= Constantin Avram =

Romanian structural engineer

Constantin Avram (February 19, 1911 – February 20, 1987) was a Romanian structural engineer.

Born in Ciumași, Bacău County, his parents Nicolai and Maria were peasants; in addition, his father was a mechanic for Căile Ferate Române. The couple worked hard for their children's education; their four sons all earned university degrees, with three becoming structural engineers and the fourth a chemical engineer. Constantin attended Ferdinand I High School in Bacău from 1923 to 1930. He then enrolled in the military engineers officers' school in Bucharest, graduating first in his class in 1932 and becoming a second lieutenant in the Romanian Army. After a yearlong internship, he was sent on a government scholarship to the École militaire et d'application du génie de Versailles. Upon his return home, he attended the construction faculty of the Bucharest Polytechnic School. In 1940, he graduated first in his class and earned a degree as a structural engineer. He married Emilia Petrescu in 1939.

In October 1940, he became a teaching assistant at the Polytechnic's reinforced concrete building department.

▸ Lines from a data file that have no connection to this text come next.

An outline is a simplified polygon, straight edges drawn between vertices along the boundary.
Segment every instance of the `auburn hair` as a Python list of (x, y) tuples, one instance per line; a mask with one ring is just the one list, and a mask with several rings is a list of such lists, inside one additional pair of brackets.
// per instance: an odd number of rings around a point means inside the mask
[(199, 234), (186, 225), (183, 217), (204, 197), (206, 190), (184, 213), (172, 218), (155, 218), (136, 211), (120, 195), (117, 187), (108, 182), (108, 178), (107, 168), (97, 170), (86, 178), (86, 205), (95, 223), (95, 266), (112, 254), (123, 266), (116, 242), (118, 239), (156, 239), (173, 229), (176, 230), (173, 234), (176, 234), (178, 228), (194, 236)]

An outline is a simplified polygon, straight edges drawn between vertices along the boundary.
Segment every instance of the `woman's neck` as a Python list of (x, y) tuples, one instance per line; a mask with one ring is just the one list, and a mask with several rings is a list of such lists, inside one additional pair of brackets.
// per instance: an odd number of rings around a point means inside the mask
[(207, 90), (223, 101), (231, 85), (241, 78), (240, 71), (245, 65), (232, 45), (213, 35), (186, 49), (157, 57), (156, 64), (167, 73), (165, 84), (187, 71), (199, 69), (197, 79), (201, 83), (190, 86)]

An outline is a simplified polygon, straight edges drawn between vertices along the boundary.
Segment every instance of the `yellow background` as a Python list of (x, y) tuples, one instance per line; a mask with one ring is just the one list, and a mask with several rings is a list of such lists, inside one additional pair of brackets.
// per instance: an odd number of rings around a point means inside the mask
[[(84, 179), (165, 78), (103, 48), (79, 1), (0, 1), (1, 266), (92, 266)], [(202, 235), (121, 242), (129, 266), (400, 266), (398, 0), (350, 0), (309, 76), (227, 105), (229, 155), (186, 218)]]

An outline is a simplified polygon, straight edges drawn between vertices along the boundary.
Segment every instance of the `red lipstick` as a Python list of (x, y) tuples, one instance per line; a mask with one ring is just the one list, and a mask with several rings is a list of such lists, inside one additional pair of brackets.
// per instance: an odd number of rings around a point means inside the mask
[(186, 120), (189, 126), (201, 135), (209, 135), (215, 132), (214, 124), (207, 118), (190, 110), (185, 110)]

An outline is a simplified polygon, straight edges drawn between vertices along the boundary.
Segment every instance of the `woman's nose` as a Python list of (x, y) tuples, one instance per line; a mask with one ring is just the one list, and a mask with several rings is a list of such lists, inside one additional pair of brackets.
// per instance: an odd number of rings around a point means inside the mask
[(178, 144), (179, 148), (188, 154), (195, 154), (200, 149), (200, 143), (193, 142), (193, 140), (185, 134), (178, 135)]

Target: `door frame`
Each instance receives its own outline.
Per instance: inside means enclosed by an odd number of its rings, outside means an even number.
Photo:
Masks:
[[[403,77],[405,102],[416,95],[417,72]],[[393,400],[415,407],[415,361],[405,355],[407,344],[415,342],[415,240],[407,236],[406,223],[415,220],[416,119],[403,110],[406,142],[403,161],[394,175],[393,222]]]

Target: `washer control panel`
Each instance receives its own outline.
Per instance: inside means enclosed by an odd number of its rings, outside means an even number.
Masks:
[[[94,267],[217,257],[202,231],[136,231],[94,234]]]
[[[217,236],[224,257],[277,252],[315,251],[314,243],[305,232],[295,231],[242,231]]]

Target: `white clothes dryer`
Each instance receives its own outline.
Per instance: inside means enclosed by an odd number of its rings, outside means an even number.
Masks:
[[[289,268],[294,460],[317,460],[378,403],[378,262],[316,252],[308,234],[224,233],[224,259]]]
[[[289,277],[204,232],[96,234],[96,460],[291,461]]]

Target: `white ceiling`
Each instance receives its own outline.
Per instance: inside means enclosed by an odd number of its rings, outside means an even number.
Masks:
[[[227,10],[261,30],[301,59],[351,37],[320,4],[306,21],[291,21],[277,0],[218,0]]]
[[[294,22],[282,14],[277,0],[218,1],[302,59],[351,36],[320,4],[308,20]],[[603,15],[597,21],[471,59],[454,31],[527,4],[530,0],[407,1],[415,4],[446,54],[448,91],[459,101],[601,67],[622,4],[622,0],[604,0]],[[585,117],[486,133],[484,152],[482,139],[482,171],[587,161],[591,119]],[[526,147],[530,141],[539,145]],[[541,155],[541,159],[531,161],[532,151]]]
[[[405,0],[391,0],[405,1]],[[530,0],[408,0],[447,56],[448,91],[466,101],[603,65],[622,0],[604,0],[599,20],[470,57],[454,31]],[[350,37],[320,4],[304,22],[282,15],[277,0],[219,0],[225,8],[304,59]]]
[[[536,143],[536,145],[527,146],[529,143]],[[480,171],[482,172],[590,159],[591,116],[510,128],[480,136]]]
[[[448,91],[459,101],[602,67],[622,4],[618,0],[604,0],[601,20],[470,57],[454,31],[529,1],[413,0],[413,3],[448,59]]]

In February 1948, following the onset of the communist regime, he was transferred as a full professor to the construction faculty of the Polytechnic University of Timișoara. There, his teaching focused on reinforced concrete until his retirement in 1975. Other fields he taught included reinforced concrete bridges; statics (1948-1950); material resistance and the theory of elasticity (1948-1953); statics and dynamics of construction (1960-1963). He helped set up a construction faculty at the Cluj Polytechnic Institute, where he taught reinforced concrete from 1954 to 1959, commuting between Timișoara and Cluj. He became a doctoral adviser in 1952, guiding dozens of students through the process.

He wrote a number of textbooks in his field, and, either alone or in collaboration, authored some 110 scientific publications. He was chairman of the reinforced concrete and building department from 1953 to 1975, and rector at Timișoara from 1963 to 1971. In 1963, he was elected a corresponding member of the Romanian Academy. In his limited spare time, he read classic literature and was a passionate supporter of Poli Timișoara football team. He died in 1987.